ASIRT was founded with the mission of protecting travelers at home and abroad. Today ASIRT works with Congress, the Department of State and the Department of Transportation, advocating for road safety. Road safety in the United States was once comparatively impressive, according to Sobel. But things have changed.

“The U.S. has really gone down in road safety. It’s really upsetting. We used to be a leader in road safety,” says Sobel, who also teaches Hebrew at Charles E. Smith Jewish Day School, in Rockville.

She remains optimistic after Transportation Secretary Pete Buttigieg announced in January a national plan to address road safety. The National Roadway Safety Strategy features safer people, safer roads, safer vehicles, safer speeds and post-crash care.

According to Sobel, one factor that reduces road safety in the United States is our BAC, or Blood Alcohol Content, limit. In most European countries, the BAC limit for driving is 0.05%, while in other places it’s as low as 0.03%. The United States’ 0.08% limit is much higher.

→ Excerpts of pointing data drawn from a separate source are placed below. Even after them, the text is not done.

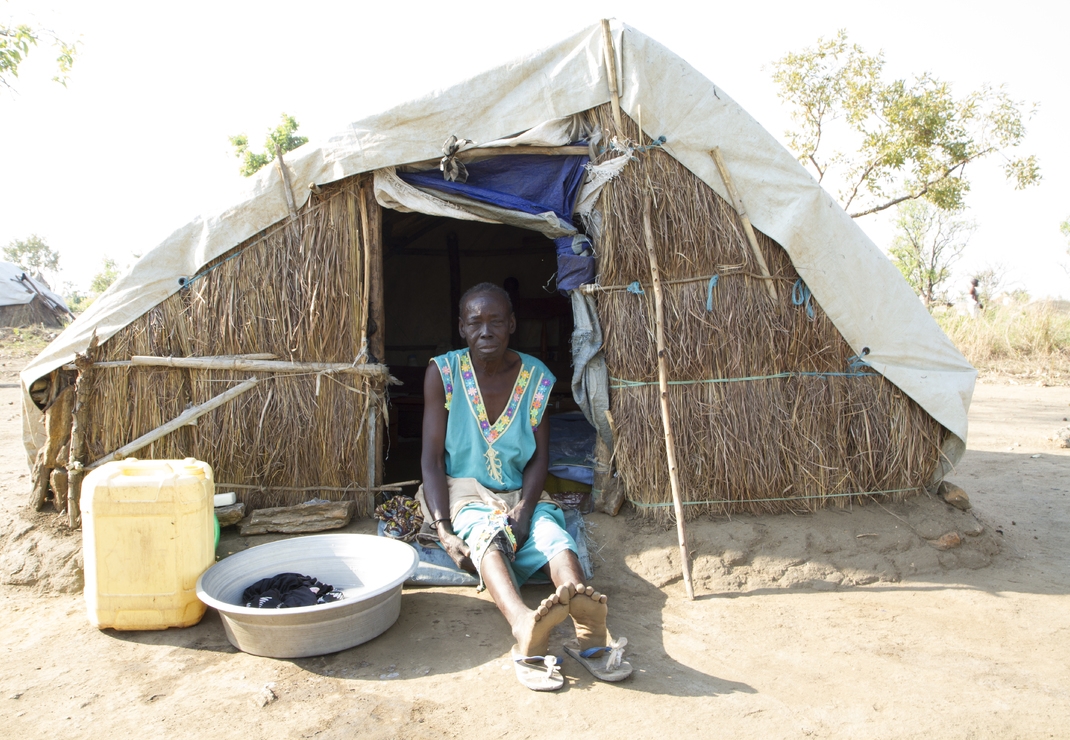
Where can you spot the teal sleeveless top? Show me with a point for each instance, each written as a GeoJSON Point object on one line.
{"type": "Point", "coordinates": [494, 453]}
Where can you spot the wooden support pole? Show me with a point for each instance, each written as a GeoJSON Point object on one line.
{"type": "Point", "coordinates": [371, 216]}
{"type": "Point", "coordinates": [290, 203]}
{"type": "Point", "coordinates": [454, 255]}
{"type": "Point", "coordinates": [77, 456]}
{"type": "Point", "coordinates": [614, 94]}
{"type": "Point", "coordinates": [260, 365]}
{"type": "Point", "coordinates": [663, 388]}
{"type": "Point", "coordinates": [51, 455]}
{"type": "Point", "coordinates": [748, 229]}
{"type": "Point", "coordinates": [179, 421]}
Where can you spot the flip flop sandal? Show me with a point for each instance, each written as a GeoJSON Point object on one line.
{"type": "Point", "coordinates": [538, 673]}
{"type": "Point", "coordinates": [605, 663]}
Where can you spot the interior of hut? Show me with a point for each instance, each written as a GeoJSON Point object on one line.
{"type": "Point", "coordinates": [428, 262]}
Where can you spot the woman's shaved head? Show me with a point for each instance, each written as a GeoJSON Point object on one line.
{"type": "Point", "coordinates": [485, 289]}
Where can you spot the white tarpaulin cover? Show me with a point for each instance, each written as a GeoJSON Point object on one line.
{"type": "Point", "coordinates": [855, 283]}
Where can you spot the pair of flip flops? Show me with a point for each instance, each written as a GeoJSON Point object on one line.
{"type": "Point", "coordinates": [604, 663]}
{"type": "Point", "coordinates": [543, 673]}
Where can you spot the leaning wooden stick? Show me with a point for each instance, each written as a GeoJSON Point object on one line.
{"type": "Point", "coordinates": [663, 388]}
{"type": "Point", "coordinates": [611, 75]}
{"type": "Point", "coordinates": [179, 421]}
{"type": "Point", "coordinates": [748, 229]}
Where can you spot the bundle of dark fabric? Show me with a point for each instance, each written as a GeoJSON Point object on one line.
{"type": "Point", "coordinates": [289, 589]}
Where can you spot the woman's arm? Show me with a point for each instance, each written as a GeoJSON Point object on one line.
{"type": "Point", "coordinates": [534, 481]}
{"type": "Point", "coordinates": [432, 462]}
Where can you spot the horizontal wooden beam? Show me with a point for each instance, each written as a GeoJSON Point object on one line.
{"type": "Point", "coordinates": [179, 421]}
{"type": "Point", "coordinates": [373, 370]}
{"type": "Point", "coordinates": [487, 152]}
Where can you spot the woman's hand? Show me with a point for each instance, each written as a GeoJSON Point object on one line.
{"type": "Point", "coordinates": [520, 521]}
{"type": "Point", "coordinates": [457, 550]}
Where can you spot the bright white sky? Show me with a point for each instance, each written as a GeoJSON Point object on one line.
{"type": "Point", "coordinates": [137, 143]}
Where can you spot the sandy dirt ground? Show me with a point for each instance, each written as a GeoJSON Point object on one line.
{"type": "Point", "coordinates": [840, 623]}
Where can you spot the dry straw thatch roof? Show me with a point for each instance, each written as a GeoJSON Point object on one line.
{"type": "Point", "coordinates": [300, 290]}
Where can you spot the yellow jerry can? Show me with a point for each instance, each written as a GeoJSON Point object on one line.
{"type": "Point", "coordinates": [148, 534]}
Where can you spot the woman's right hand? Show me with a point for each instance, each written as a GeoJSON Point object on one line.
{"type": "Point", "coordinates": [457, 550]}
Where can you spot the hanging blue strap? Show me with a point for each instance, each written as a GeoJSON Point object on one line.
{"type": "Point", "coordinates": [800, 296]}
{"type": "Point", "coordinates": [709, 293]}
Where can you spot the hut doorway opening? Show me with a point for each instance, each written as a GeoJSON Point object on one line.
{"type": "Point", "coordinates": [428, 262]}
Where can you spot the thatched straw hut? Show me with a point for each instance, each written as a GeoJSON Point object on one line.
{"type": "Point", "coordinates": [803, 370]}
{"type": "Point", "coordinates": [28, 301]}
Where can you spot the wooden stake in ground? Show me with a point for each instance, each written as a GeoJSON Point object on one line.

A 2015 study published by the National Library of Medicine estimated that if all states were to adopt a 0.05% illegal BAC limit, and it was enforced, 500-800 lives could be saved each year.

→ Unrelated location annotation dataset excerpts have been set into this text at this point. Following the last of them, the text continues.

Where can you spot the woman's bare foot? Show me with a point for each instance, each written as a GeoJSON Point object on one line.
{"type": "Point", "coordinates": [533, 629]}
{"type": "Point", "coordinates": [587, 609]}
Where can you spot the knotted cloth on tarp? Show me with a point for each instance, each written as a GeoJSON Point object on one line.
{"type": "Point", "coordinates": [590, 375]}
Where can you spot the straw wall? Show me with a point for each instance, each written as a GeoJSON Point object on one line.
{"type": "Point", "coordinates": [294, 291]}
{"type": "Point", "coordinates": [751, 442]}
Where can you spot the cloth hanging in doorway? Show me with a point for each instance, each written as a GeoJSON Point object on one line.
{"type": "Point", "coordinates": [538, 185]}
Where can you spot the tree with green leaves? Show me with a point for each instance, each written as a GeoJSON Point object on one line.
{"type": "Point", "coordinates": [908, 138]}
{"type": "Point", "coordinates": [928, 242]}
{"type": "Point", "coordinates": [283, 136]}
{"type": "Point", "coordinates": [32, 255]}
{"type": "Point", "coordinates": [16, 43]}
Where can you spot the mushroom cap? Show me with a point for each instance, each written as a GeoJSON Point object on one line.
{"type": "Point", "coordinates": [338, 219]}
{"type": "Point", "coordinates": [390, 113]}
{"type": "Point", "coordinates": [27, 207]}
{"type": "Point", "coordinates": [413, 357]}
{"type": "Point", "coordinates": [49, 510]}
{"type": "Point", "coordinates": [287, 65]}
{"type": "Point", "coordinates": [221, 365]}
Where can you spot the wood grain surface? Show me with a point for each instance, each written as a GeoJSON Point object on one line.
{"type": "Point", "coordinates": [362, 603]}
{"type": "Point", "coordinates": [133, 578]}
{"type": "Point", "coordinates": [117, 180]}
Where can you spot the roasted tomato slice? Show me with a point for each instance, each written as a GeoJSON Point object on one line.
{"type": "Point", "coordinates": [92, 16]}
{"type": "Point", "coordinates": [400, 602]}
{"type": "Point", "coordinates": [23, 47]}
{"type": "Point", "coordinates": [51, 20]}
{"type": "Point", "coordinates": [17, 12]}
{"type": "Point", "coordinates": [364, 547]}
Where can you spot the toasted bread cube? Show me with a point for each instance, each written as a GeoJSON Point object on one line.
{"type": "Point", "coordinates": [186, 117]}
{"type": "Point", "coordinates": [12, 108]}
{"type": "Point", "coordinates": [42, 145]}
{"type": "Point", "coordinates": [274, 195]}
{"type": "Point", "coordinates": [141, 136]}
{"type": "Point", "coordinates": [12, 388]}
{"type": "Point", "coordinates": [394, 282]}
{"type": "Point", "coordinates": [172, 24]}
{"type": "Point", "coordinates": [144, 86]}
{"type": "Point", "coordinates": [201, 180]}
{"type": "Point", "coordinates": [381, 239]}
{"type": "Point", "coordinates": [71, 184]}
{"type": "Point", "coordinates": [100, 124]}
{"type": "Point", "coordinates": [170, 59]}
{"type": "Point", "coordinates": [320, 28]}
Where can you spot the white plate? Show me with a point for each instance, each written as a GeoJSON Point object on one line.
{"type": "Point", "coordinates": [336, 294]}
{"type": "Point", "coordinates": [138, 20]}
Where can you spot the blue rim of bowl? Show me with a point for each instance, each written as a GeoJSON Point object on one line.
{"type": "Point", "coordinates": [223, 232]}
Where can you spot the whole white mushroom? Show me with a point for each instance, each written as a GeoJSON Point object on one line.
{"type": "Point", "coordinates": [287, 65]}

Sobel isn’t just an advocate on the national stage; her goals stretch across the world. ASIRT’s international efforts include working with the United Nations, the World Health Organization and the strategies laid out at the Third Global Ministerial Conference on Road Safety.

On July 1, Sobel, and ASIRT’s executive director of ASIRT, Cathy Silberman, attended the U.N. meeting on Road Safety. Sobel was invited to deliver the keynote address at the panel on multi-stakeholder involvement in road safety for the full assembly of government representatives and important road safety stakeholders.

ASIRT also works with individuals by providing road safety facts, tracking road safety information and providing other resources to help keep travelers safe.

Sobel has a message for every individual preparing to get behind the wheel, “There is nowhere you have to be that’s more important than the life you can save by not speeding.”